THANOS

THANOS is a sequence model which captures the two level hierarchy within a document. The first is word level hierarchy and the second is the sentence level hierarchy. The THANOS architecture consists of a tree-LSTM based word level encoder in order to obtain embedding for each sentence in the dataset, a GRU based sentence level encoder and a sentence-level attention layer. However, the limitation of tree-LSTM is that, it does not directly support batched computation. Therefore SPINN (https://arxiv.org/pdf/1603.06021.pdf) is used to implement Tree LSTM at word level to create sentence vectors from the word embedding.

Data explanation is as following

Yelp review dataset (raw_150k.csv) consisting of 150k reviews is in path Data/Yelp Raw Data.
Text review column (Data/Input Data) from raw_150k.csv is used to create parse trees (Data/Binary Tree Output) using the jar file in the path Data/Binary Tree Jar File. The jar file is created using Stanford tree parser with some NLP preprocessing tasks.
Binary tree output is used to create 3 pickle files (Data/Pickle File) named yelp_unk150k.pkl, yelp_parsedtree150k and vocab.pkl.
- yelp_parsedtree150k.pkl consits of parsed trees for the reviews.
- yelp_unk150k.pkl consists of list of tokens for each repective tree.
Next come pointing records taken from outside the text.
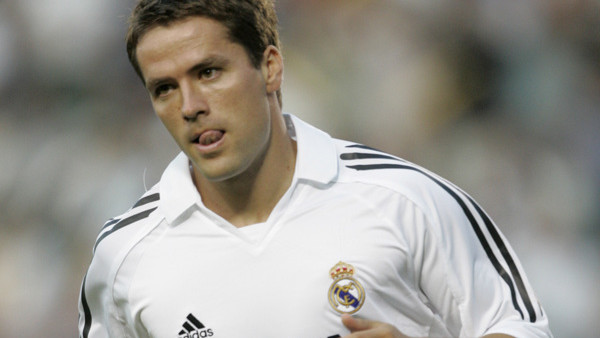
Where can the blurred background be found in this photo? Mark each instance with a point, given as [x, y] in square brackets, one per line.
[500, 97]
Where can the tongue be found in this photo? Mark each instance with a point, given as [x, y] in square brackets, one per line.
[210, 137]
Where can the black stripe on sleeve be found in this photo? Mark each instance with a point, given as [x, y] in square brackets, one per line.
[486, 246]
[146, 200]
[360, 156]
[87, 315]
[124, 222]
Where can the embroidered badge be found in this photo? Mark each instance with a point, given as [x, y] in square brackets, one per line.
[346, 295]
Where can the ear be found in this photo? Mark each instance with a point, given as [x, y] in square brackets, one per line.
[272, 69]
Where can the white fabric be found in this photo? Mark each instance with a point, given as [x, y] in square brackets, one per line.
[406, 232]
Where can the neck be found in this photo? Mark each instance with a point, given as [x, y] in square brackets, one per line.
[250, 197]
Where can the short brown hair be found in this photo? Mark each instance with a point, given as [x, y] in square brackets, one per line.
[251, 23]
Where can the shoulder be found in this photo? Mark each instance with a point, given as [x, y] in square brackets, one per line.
[360, 164]
[134, 217]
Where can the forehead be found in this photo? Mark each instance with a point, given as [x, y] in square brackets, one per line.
[191, 30]
[177, 47]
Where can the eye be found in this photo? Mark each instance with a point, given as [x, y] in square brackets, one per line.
[209, 73]
[162, 90]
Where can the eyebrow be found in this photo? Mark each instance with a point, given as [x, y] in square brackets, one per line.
[210, 61]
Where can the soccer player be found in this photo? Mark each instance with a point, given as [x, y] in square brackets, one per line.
[265, 226]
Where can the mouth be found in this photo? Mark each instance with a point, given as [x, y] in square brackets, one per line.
[209, 137]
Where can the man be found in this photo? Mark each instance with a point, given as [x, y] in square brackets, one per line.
[265, 226]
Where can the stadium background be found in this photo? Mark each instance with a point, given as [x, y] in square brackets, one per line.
[501, 97]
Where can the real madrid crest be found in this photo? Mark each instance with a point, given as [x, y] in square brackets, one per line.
[346, 295]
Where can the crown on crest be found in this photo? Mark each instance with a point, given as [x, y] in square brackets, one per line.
[341, 270]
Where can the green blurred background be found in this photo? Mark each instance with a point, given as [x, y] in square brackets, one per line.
[500, 97]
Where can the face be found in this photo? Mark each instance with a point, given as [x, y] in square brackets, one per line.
[212, 100]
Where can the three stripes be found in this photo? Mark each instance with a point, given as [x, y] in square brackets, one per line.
[514, 279]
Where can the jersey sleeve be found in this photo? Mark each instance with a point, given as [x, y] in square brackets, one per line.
[96, 306]
[99, 314]
[467, 269]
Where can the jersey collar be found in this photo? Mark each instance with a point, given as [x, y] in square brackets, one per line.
[317, 156]
[316, 161]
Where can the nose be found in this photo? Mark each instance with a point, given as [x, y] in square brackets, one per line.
[193, 103]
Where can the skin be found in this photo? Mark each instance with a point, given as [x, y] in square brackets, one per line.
[201, 82]
[224, 115]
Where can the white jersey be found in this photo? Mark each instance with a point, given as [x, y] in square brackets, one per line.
[358, 232]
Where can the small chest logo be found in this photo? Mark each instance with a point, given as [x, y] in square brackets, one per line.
[346, 295]
[193, 328]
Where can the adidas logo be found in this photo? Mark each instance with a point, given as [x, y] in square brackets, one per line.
[193, 328]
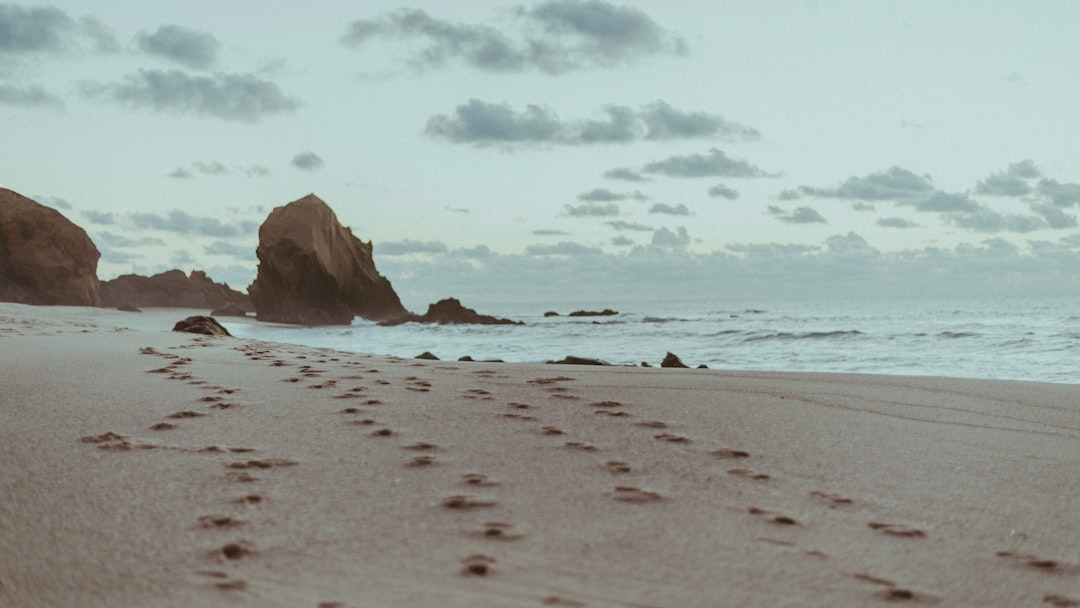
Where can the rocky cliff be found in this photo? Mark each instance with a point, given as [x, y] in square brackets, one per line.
[172, 288]
[44, 259]
[313, 271]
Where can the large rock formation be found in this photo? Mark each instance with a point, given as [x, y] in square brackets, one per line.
[313, 271]
[449, 311]
[44, 259]
[172, 288]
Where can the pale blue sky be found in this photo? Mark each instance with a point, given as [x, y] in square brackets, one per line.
[774, 147]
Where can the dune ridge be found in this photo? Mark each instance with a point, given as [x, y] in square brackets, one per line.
[145, 468]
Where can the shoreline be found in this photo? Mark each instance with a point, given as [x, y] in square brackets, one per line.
[158, 469]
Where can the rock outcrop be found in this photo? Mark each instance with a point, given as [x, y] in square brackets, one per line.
[313, 271]
[44, 258]
[172, 288]
[449, 311]
[201, 324]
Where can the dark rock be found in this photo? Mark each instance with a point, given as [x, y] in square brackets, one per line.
[313, 271]
[44, 258]
[571, 360]
[450, 311]
[605, 312]
[672, 361]
[200, 324]
[175, 289]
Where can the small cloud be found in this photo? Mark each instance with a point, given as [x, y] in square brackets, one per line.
[670, 210]
[667, 239]
[592, 208]
[625, 174]
[715, 163]
[799, 215]
[186, 46]
[895, 223]
[308, 161]
[620, 225]
[721, 191]
[408, 246]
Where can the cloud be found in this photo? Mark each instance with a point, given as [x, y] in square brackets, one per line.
[625, 174]
[30, 96]
[721, 191]
[620, 225]
[603, 194]
[308, 161]
[186, 46]
[231, 250]
[799, 215]
[665, 238]
[408, 246]
[713, 164]
[484, 123]
[32, 29]
[665, 122]
[99, 217]
[1010, 183]
[181, 223]
[592, 208]
[552, 37]
[894, 184]
[895, 223]
[564, 248]
[670, 210]
[228, 96]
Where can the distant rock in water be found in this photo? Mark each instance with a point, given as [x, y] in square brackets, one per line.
[671, 360]
[449, 311]
[174, 289]
[313, 271]
[44, 258]
[571, 360]
[204, 325]
[605, 312]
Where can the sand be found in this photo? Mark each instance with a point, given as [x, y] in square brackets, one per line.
[145, 468]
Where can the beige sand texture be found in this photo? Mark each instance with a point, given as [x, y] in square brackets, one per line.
[144, 468]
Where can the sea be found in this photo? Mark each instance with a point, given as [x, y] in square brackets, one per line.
[1020, 338]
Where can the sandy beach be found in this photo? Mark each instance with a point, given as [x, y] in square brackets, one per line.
[145, 468]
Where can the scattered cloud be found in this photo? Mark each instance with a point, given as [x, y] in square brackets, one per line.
[625, 174]
[667, 239]
[715, 163]
[592, 208]
[620, 225]
[798, 215]
[32, 96]
[32, 29]
[308, 161]
[483, 123]
[552, 37]
[181, 223]
[408, 246]
[189, 48]
[564, 248]
[721, 191]
[228, 96]
[895, 223]
[670, 210]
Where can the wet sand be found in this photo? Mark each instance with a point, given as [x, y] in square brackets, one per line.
[145, 468]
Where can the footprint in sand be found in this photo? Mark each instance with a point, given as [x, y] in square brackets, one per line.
[633, 495]
[477, 565]
[896, 530]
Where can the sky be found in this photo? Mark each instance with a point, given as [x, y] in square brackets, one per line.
[565, 150]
The token list consist of the words in the tree in sequential order. the words with less than 5 frequency in the vocab list of the dataset is replace by 'unk' token.
  - For example : ( ( ( ( i ( ( excepted ( a lot ) ) ( from ( this movie ) ) ) ) , ) and ) ( it ( did deliver ) ) ) . )
  - token list for above tree will be: ['i', 'expected', 'a', 'lot', 'from', 'this', 'movie', ',', 'and', 'it', 'did', 'deliver']
- vocab.pkl file consists of all the unique words in the tokens created from trees which will be used to create the dictionary of words in our dataset.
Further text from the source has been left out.